Dr. Francisco Guzmán

Arabic Language Technologies
+(974) 4454 1224
I was excited to take part on the foundation of this new Institute. Helping to create something from scratch appealed to me. I already knew some of the talented people at QCRI, and could tell that something grand was brewing. Also, living in the intriguing Middle East, learning a new language, interacting with a new culture, that was a plus.

Research Focus at QCRI

Dr. Francisco Javier Guzmán Herrera is a Scientist working for the Arabic Language Technologies department at the Qatar Computing Research Institute (QCRI). His field of work is set at the intersection of Language Technologies and Machine Learning. He has extensive experience in the field of Machine Translation, where he  started working since 2006. His research has been published in top-tier venues such as the Association of Computational Linguistics (ACL), the international Conference on Empirical Methods for Natural Language Processing (EMNLP), International Conference on Computational Linguistics (COLING), among others. Together with his team, he has participated in several international machine translation competitions such as: Seventh Workshop on Statistical Machine Translation (WMT) 2012, International Workshop on Spoken Language Translation (IWSLT) 2013, National Institute of Standards and Technology (NIST) Open MT Evaluation 2015, consistently obtaining top rankings for Arabic-English and Spanish-English language pairs. In 2014, he obtained the “Best in show” award at the BBC’s NewsHack III – Language Tech event in London, U.K., where international teams competed to have the best language-technologies application for news.  His research has pushed the boundaries of the field of machine translation evaluation using discourse information. In 2014, his team metric (discotk) won the WMT2014 metrics evaluation campaign. 

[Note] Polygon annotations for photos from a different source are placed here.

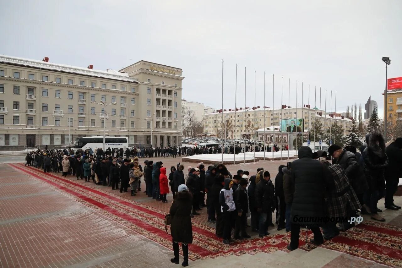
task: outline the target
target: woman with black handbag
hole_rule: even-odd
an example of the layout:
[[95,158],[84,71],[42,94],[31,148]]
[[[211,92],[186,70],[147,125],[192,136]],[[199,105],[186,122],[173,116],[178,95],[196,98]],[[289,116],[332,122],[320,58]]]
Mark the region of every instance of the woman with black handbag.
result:
[[183,266],[189,265],[189,245],[193,243],[193,229],[191,226],[191,213],[193,196],[189,188],[184,184],[178,186],[178,192],[170,207],[170,232],[172,234],[174,258],[170,262],[178,264],[178,243],[181,243],[184,260]]

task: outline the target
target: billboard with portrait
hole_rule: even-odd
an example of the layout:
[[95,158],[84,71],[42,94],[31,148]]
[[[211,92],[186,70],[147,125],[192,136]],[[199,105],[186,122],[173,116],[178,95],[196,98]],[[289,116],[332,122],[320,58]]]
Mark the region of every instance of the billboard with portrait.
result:
[[304,132],[304,120],[298,119],[282,119],[280,120],[281,132]]

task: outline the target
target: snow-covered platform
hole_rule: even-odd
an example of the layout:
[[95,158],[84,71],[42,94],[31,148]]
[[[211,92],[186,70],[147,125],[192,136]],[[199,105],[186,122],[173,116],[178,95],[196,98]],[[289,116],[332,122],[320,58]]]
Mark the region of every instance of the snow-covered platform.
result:
[[[281,152],[265,152],[265,160],[272,160],[273,158],[273,154],[274,160],[281,160]],[[242,153],[244,155],[244,153]],[[254,152],[248,152],[246,153],[246,157],[251,156],[254,157]],[[261,160],[264,160],[264,152],[256,152],[255,158]],[[289,151],[282,151],[282,160],[285,160],[287,159],[296,159],[296,155],[295,150],[291,150]]]
[[[235,157],[234,161],[236,164],[244,163],[244,154],[239,154],[236,155]],[[255,161],[259,161],[256,158]],[[230,154],[224,154],[224,164],[233,164],[233,155]],[[208,155],[194,155],[187,157],[182,157],[181,161],[183,162],[189,162],[199,163],[203,162],[204,164],[215,164],[220,163],[222,162],[222,155],[221,154],[211,154]],[[254,162],[254,156],[246,155],[246,163],[249,163]]]

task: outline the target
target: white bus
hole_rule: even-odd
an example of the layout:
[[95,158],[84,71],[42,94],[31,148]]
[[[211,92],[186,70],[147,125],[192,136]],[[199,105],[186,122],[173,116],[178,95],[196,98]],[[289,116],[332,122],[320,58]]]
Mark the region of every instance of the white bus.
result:
[[[126,137],[106,137],[105,138],[105,148],[123,148],[125,150],[128,147],[128,140]],[[80,137],[74,142],[74,148],[82,149],[85,150],[92,148],[95,152],[98,148],[103,148],[103,137]]]

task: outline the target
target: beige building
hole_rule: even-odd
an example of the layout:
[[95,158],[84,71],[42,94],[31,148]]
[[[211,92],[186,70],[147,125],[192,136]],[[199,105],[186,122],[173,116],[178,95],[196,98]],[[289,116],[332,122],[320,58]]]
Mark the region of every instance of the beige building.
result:
[[[283,113],[283,115],[282,115]],[[254,116],[255,115],[255,116]],[[285,108],[283,109],[274,109],[261,107],[243,107],[235,109],[217,110],[213,113],[204,115],[204,130],[205,133],[211,136],[218,136],[221,130],[221,124],[223,119],[228,122],[231,122],[234,126],[232,131],[230,131],[227,136],[231,138],[237,139],[244,137],[245,125],[250,120],[255,130],[258,130],[265,127],[279,126],[281,119],[295,119],[303,118],[304,120],[304,129],[306,130],[312,127],[312,124],[316,120],[318,120],[323,125],[323,128],[326,129],[331,124],[333,124],[336,120],[338,124],[341,124],[345,130],[344,134],[347,135],[352,120],[342,117],[332,117],[325,114],[325,111],[307,107]],[[267,122],[265,124],[265,122]],[[230,124],[228,124],[230,125]],[[236,130],[234,126],[236,125]],[[250,133],[246,133],[249,134]],[[251,133],[252,137],[254,134]]]
[[130,144],[150,144],[152,130],[154,146],[179,144],[182,71],[144,61],[102,71],[0,56],[0,145],[68,144],[70,133],[103,136],[104,124]]

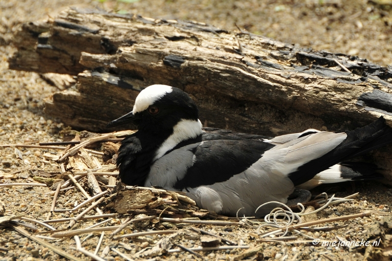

Dr. Guzmán enjoys coaching young minds. In the summer of 2012, he and Dr. Stephan Vogel started the first “Hot Summer/Cool research” internship program, to introduce undergraduate students from local universities to the research world. Since then, he has mentored more than dozen students, challenging them with research questions related to language technologies.


Previous Experience

Before joining QCRI, he collaborated in teams dealing with Speech Technology (Tecnológico de Monterrey, 2011) and Machine Translation (Carnegie Mellon University, 2008-2011). He obtained his PhD from the Instituto Tecnológico y de Estudios Superiores de Monterrey, in Mexico; and was a visiting scholar at the Language Technologies Institute at Carnegie Mellon University from 2008-2009, where he  took part of DARPA’s GALE evaluation program, under the Rosetta (IBM) consortium..

Professional Experience

Professional Associations and Awards

  • Best in show award. 2014. We won the "Best in show" award for our Speech-to-Speech Translation demo at the BBC NewsHack III Hackathon in London, UK.
  • Best metric in competition. 2014. Our Machine Translation evaluation metric discoTK won the first place in the WMT2014 Metrics task.
  • Best system for Arabic English. 2013. Our Arabic-English and English-Arabic systems won the first place at IWSLT2013 translation tasks according to official metrics.
  • Best unconstrained system Spanish-English. 2012. Our Spanish-English system was the best performing unconstraind system according to human evaluation metrics at WMT 2012.
  • Best poster award. 2007. For CiCLing paper Using Translation Paraphrases from Trilingual Corpora to Improve Phrase-Based Statistical Machine Translation: A Preliminary Report with Leonardo Garrido.
  • EPF- Special Jury Mention. 2004.
  • The Washington Center for Internships and Seminars. NAFTA Leader's Program Scholarship. 2004
  • General Electric Foundation Scholarship. 2000 – 2004.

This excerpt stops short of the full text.